Mnuchin told reporters from the podium just before Spicer briefed that the president's 'objectives' have been clear all along.

'Middle income tax cut - a priority of the President’s. Simplification - the average American should be able to do their taxes on a large postcard. Business tax reform - we need to make business taxes competitive, and we expect, with doing that, we will bring back trillions of dollars from offshore,' he said.

To that a reporter said, 'It doesn’t sound like we’re going to get the finer details of what this tax reform package will entail. Is it a good idea to start talking about tax reform -- something that you say can’t be accomplished by August -- when you don’t have all the details?'

Mnuchin carefully replied, 'There will be details that will come out. And yes, I think it is important that we’re talking about it and we are going to move forward.'

He notably did promise the reporter the fine points of the plan would be released Wednesday.

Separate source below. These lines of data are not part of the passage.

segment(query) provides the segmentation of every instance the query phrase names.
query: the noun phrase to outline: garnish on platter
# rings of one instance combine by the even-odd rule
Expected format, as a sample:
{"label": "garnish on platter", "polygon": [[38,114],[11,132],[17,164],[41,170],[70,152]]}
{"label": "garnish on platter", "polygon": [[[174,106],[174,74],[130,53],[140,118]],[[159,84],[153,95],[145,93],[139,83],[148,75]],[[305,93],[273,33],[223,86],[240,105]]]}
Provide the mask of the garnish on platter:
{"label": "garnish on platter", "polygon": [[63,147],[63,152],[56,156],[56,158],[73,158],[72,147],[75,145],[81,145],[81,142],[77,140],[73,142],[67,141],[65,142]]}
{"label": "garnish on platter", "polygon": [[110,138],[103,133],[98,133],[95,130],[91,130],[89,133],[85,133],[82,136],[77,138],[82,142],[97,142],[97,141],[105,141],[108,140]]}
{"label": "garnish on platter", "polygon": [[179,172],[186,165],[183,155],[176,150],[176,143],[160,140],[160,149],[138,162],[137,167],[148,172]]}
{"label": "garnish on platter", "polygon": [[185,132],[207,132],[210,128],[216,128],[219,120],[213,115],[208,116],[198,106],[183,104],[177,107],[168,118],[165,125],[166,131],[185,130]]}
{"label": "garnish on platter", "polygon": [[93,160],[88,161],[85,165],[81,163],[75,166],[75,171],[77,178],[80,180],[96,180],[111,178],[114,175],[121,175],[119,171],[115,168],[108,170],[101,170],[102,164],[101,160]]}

The details of Trump's plan could make the difference when it comes to Republican support.

Ryan, a former chairman of the House Ways and Means committee, spent the last year helping to develop the border-adjustment package that cuts into the federal deficit.

'Our objective is, we will have a combined plan that come out, incorporating the principles that we've all agreed on,' Mnuchin said Wednesday.

In March, Trump told Fox News' Jesse Watters, 'We're going to get a big reduction, we're going to bring business down from 15 percent to 20 percent from 36 percent and 38 percent and higher in some instances.

'We are the highest taxed nation in the world. And we are going to bring taxes way down,' Trump said. 'And for middle income, we're also getting rid of brackets. We are going from 7 to 4 or 3 brackets. And that will be such a pleasure.'

At that time, Trump said Americans with limited income could see their tax burden go down to zero, however, and Mnuchin indicated Wednesday that it remains the case.

'I would like to see zero if you don’t make much. Like zero, and that's what it's going to be, it's going to be zero up to a level,' Trump said. 'Then it's going be 12.5 percent, 15 percent. It's going to be 10 percent.'

Trump promised then that his tax cut would rival the one Ronald Reagan passed his first year in office, 1981. It is regarded as the largest tax cut in American history.

'It will be the biggest tax cut since Reagan and probably bigger than Reagan,' Trump pledged.